In Azure we have deployed some Linux VMs to same VNET in which ExpressRoute Gateway exists without any NSGs or UDRs. All resources are deployed in Switzerland North. Express Route is connected to Zurich.
If we run a PsPing from an onprem VM to an Azure VM on Port 22, every 2nd connection we see SYN sending but no SYN/ACK comes back. For the other 50% connection all works fine. (Visible in Wireshark)
We found, that also a ping from always the same onprem VM to Azure VMs only works for all pair target IPs and fails to all impair target IPs.
An onprem tracert to any of the Azure IPs shows for all working Ping IPs 2 Hops (local router/firewall and IP-Address assigned to Express Route Circuit). For all non-working Ping-IPs, we only see next hop and no further Hops.
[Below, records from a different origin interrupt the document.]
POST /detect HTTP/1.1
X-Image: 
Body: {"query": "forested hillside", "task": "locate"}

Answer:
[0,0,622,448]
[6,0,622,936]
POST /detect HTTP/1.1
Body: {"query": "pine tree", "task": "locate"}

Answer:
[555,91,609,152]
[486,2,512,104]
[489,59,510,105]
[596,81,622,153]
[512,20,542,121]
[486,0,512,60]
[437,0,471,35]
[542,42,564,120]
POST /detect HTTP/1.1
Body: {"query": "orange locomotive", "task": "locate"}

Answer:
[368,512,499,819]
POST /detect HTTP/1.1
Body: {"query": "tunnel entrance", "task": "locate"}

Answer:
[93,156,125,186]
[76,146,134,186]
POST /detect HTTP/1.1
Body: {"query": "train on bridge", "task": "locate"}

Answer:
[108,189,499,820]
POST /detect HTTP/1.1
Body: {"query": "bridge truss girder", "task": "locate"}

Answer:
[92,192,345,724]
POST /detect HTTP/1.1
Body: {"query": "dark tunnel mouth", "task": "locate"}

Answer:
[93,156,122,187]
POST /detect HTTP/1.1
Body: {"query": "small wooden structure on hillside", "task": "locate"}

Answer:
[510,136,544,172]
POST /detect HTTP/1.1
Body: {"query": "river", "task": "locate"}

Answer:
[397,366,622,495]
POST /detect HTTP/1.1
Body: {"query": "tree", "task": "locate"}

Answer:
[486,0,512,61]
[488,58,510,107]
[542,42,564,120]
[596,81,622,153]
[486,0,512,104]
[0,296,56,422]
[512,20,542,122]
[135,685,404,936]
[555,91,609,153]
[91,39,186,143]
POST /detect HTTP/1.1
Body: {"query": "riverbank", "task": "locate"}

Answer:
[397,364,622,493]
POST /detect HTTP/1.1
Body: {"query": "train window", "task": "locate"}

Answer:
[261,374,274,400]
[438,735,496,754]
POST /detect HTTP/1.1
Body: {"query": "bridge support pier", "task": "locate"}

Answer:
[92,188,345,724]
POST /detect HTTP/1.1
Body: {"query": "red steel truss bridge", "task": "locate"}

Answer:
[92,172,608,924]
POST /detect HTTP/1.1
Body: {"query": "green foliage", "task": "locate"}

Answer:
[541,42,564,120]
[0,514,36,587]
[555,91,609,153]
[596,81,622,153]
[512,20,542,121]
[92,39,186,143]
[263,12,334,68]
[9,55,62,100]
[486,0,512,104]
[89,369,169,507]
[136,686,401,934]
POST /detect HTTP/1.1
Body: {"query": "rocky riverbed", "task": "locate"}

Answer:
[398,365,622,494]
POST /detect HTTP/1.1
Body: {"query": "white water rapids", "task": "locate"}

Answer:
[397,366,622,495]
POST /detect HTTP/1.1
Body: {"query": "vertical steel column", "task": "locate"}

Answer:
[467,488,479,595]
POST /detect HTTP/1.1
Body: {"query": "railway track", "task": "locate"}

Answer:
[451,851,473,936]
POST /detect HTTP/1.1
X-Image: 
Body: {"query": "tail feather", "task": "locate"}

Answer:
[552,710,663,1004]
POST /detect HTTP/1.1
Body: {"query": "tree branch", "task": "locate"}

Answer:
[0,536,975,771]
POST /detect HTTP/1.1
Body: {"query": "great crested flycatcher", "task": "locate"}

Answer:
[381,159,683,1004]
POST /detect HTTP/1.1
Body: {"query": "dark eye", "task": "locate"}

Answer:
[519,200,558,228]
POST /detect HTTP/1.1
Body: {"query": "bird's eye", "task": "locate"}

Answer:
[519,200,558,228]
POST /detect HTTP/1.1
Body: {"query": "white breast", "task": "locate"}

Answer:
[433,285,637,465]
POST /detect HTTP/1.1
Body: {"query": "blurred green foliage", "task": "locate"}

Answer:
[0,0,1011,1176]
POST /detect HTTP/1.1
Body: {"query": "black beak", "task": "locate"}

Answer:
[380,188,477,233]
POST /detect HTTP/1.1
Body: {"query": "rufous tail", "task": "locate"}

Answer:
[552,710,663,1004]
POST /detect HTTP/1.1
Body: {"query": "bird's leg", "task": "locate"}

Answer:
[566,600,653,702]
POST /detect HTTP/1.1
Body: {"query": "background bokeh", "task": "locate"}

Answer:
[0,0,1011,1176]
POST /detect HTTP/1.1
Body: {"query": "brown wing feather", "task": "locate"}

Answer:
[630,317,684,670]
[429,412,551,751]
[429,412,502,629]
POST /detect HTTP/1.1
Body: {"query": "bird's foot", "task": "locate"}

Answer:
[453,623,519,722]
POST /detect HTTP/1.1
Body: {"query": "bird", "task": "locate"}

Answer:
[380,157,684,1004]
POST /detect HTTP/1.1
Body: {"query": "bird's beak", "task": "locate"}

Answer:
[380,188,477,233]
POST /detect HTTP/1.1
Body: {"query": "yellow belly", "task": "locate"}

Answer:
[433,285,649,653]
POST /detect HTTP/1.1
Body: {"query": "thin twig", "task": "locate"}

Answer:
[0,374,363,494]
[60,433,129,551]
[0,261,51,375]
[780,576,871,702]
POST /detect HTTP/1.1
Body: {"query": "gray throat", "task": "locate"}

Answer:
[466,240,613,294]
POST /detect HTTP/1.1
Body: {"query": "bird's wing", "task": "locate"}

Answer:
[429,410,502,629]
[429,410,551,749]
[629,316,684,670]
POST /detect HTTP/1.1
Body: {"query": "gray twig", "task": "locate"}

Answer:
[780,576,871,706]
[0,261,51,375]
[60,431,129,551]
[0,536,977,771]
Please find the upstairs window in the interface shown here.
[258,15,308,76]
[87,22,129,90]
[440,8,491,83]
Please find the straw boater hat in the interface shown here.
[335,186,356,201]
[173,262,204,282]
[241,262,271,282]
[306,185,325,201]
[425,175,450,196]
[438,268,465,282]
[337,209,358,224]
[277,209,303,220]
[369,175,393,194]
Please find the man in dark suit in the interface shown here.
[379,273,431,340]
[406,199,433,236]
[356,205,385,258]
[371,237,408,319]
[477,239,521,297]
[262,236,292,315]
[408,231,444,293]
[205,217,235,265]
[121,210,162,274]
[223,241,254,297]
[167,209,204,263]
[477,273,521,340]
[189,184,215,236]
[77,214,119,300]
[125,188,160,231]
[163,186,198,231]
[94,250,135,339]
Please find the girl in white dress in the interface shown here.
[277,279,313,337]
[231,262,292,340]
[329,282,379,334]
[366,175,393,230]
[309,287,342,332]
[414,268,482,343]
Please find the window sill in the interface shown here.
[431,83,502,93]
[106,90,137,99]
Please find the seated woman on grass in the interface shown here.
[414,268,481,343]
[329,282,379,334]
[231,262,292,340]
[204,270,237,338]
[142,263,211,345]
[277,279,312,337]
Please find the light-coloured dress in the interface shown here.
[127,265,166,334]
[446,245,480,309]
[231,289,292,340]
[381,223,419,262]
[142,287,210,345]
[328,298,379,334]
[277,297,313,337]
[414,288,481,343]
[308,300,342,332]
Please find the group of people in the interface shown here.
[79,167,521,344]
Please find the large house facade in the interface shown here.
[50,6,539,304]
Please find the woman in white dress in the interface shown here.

Connections from Azure VM to onprem, we always see incoming request on onprem VM (in wireshark) and we see response/reply will be sent but 50% of these replys get lost.
We are sure, all packets leave Switch to which Express Route is connected.
Express Route Provider (in our Case Digital Realty) conformed, they do not have any Layer3 components in between our Switch and Microsoft Router.
Behavior looks like a layer 3 routing issue.
We tested also with one Express Route link disabled (to avoid asymmetric routing), but have still the same behavior.
We disabled IPv4 peering on Express Route and reenabled it, but still the same issue.
We then enabled ICMP from onprem VMs to Circuit IPs. We see the same issue. from an onprem VM with pair IP, we can ping Circuit IP, from an onprem VM with an impair IP, we do net get a reply.
From Router/Firewall, which is in the same subnet, as the Circuit IP, ping works.
How can we fix this and make our Express Route fully working?